We’ll pay close attention to VTPPA cases moving forward–as should you. Happy Monday.

Many courts have noted the liberal policy in favor of arbitration over litigation. However, even where both parties concede that there is a valid arbitration agreement, the right to compel arbitration can be waived. Absent waiver, there remains the question of whether the dispute at issue falls within the scope of the agreement, an inquiry that can be delegated to the arbitrator in the first instance.

These were the issues recently presented in In Jacksen v. Chapman Scottsdale Autoplex, LLC, 2021 U.S. Dist. LEXIS 136043, United States District Court for the District of Arizona, Case No. CV-21-00087-PHX-DGC, July 21, 2021. Mr. Jacksen bought a car from Chapman Scottsdale Autoplex (CSA) in February 2015, signing a “Waiver of Purchaser’s Right To Sue/Arbitration Agreement” with a broadly worded arbitration clause. In October of 2015, Chapman began making marketing calls to Jacksen’s cell phone, even though the number was registered on the National Do Not Call Registry. Jacksen asked Chapman to stop calling. Then, in September of 2020 – 5 years after Jacksen’s automotive purchase – Chapman started anew – making marketing calls and a text to determine Jacksen’s interest in purchasing a new vehicle.

Jacksen brought a class action TCPA lawsuit in January 2021 and amended her complaint in March, naming in both – oops!! – the wrong Chapman auto seller, Chapman’s Automotive Group, LLC (CAG). Thereafter, CAG answered and there was some discovery identifying CSA as the right party and a second amendment corrected the error at the end of April 2021. Two weeks later CSA moved to compel arbitration.

Jacksen argued that CSA had waived its right to seek arbitration by waiting to file the motion until “almost four months after she filed the initial complaint” against CAG. Jacksen also complained that she was “prejudiced by the time and expense spent attending discovery and case management conferences, drafting a joint case management report and engaging in initial discovery.” In addition, the Court noted that CSA was aware of its right to compel arbitration; it was “signatory to the [arbitration] Agreement and represented by the same counsel” as CAG.

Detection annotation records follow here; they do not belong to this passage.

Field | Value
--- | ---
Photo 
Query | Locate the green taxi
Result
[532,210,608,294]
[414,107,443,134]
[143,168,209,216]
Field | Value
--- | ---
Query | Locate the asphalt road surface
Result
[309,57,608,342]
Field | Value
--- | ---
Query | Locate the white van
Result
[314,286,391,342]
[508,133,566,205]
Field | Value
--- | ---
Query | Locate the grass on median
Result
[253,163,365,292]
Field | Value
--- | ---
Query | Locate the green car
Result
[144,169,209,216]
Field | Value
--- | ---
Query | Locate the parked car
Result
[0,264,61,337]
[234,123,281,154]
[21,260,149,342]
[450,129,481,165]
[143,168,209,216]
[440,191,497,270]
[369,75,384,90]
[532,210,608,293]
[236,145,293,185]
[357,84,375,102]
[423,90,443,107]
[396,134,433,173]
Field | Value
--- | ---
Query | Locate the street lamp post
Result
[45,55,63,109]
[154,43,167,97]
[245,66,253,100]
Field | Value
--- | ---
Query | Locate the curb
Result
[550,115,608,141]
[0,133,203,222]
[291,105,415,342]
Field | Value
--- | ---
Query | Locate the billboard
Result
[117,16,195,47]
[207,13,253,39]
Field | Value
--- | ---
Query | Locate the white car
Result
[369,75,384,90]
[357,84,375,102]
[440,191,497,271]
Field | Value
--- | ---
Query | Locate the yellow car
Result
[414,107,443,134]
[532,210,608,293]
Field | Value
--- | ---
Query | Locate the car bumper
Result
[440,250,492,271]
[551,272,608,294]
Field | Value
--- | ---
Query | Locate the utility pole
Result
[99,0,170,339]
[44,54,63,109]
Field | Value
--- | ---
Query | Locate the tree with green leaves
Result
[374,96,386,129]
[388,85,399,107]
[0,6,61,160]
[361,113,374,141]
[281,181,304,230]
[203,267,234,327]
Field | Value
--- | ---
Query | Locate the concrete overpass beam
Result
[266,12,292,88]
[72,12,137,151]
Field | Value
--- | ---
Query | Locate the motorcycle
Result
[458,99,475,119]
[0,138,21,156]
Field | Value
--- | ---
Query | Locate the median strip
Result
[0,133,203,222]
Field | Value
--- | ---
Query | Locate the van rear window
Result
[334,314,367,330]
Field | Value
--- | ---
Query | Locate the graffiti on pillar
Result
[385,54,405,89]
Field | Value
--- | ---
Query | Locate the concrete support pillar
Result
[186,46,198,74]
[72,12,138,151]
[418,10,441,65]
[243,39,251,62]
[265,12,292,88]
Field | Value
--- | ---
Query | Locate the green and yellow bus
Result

Still, faced with the “‘liberal federal policy favoring arbitration’”, the Court could not conclude that CSA had “acted inconsistently with its right to arbitrate.” Once it was formally added as a party, it “promptly moved to compel arbitration. Plus the initial case management and discovery matters “undertaken by CAG” before CSA was made a party “do not constitute ‘active litigation’ aimed at taking advantage of being in federal court.” Moreover, Jacksen also “failed to establish prejudice.” The initial expenses were limited and the Court concluded that Jacksen “likely will benefit from the strategic thinking and information learned in that process, even in arbitration.” So Jacksen “has not shown waiver.”

Next question – “whether the arbitration covers the dispute in this case” – was itself disputed by the parties. But the Agreement provided that “any claim or dispute, ‘including the …arbitrability of any issue’ shall “be resolved by neutral, binding arbitration and not by court action.’” After dispensing with Jacksen’s assertions that the Agreement was internally inconsistent on the subject, the Court was unequivocal – “The Agreement clearly and unmistakably delegates gateway issues to the arbitrator. It states without equivocation that ‘the interpretation and scope of this clause and the arbitrability of any issue’ are the province of the arbitrator… As a result, the parties must litigate their disagreement about the scope of the arbitration provision before the arbitrator.” Upholding the terms of the Agreement “comports with the strong federal policy favoring the resolution of disputes through arbitration.”

Message here: if you want to take advantage of this policy, promptly exercise arbitration rights to avoid arguments that you waived them and carefully draw the responsibilities of the arbitrator in determining arbitrability.